Polen nimmt seit dem Eurovision Song Contest 1994 regelmäßig am Wettbewerb teil. Damals erreichte Edyta Górniak mit ihrer Ballade „To nie ja“ den zweiten Platz. Nun wird das Land von vier jungen Frauen aus Stettin vertreten mit dem Namen „Tulia“. Ihr Song heißt „Pali sie - Fire of Love“, das in Polnisch und Englisch gesungen wird. Die Damen treten stets in Tracht auf. Ihr kraftvoller Song für die Liebe und die Hoffnung ist aber sicher nicht jedermanns Sache. Und das liegt auch an dem so genannten „weißen“ Gesang, ein Schreigesang, der typisch für die Volksmusik Osteuropas ist. Die einen finden es gut, ich persönlich finde es interessant, aber höre auch Stimmen, die sagen, dass das Zuhören hier diesmal mehr als anstrengend ist.
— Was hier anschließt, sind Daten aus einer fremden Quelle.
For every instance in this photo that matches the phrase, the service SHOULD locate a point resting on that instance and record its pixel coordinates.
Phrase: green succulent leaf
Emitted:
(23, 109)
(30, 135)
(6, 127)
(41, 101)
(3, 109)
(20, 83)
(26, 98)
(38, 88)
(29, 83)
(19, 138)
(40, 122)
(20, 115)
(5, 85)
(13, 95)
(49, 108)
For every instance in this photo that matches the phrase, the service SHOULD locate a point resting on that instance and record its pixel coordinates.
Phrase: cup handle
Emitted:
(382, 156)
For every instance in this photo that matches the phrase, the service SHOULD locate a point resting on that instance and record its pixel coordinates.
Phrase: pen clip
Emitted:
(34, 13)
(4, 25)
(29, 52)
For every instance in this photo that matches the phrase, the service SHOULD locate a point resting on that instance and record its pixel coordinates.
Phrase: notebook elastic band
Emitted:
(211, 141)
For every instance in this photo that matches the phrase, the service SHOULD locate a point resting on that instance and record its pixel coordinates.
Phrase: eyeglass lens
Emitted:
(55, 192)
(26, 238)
Eines ist aber sicher: dass sie mit ihren farbenfrohen Folklorekleidern, langen Zöpfen und Blumenkränzen beim ESC auffallen werden.
Ungarn schickt erneut Joci Pápai in Rennen, der bereits vor zwei Jahren sehr erfolgreich mit dem Titel „Origo“ war. 2017 erreichte er damit Platz acht im Finale. Der Roma-Ungar Sänger, der im September 1981 in der Kleinstadt Tata, das etwa 70 Kilometer von Budapest entfernt liegt, wird singt den Song „Az én apám“ („Mein Vater“). Bei der Probe trat er gewohnt barfuß auf der Bühne auf und begann sein Lied sitzend in der dunkel gehaltenen Bühne. Danach wird die Bühne nach und nach heller mit goldenen kleinen Kugeln. Und daraus erscheinen die Gesichter von seinen männlichen Familienmitgliedern.
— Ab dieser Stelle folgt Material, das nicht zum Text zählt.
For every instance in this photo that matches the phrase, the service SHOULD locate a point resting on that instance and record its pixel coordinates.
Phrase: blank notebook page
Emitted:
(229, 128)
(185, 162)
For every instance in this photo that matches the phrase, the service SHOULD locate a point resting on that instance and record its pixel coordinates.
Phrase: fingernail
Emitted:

Er selbst sagte im Interview, dass sein Herz voller Liebe und Dankbarkeit ist, dass es in dem Lied auch um die Liebe geht und dass man sich mehr Zeit für die Menschen nehmen soll, die uns am meisten bedeuten. Ein gute Botschaft und ein gutes Lied. Ich glaube, dass er das Finale erreichen wird, aber den Triumph von 2017 leider nicht übertreffen wird.
Somit habe ich heute mal mehr die folkloristische Seite vom ESC 2019 gezeigt und sende Euch viele musikalische Grüße, Euer Euro-Music-Peter!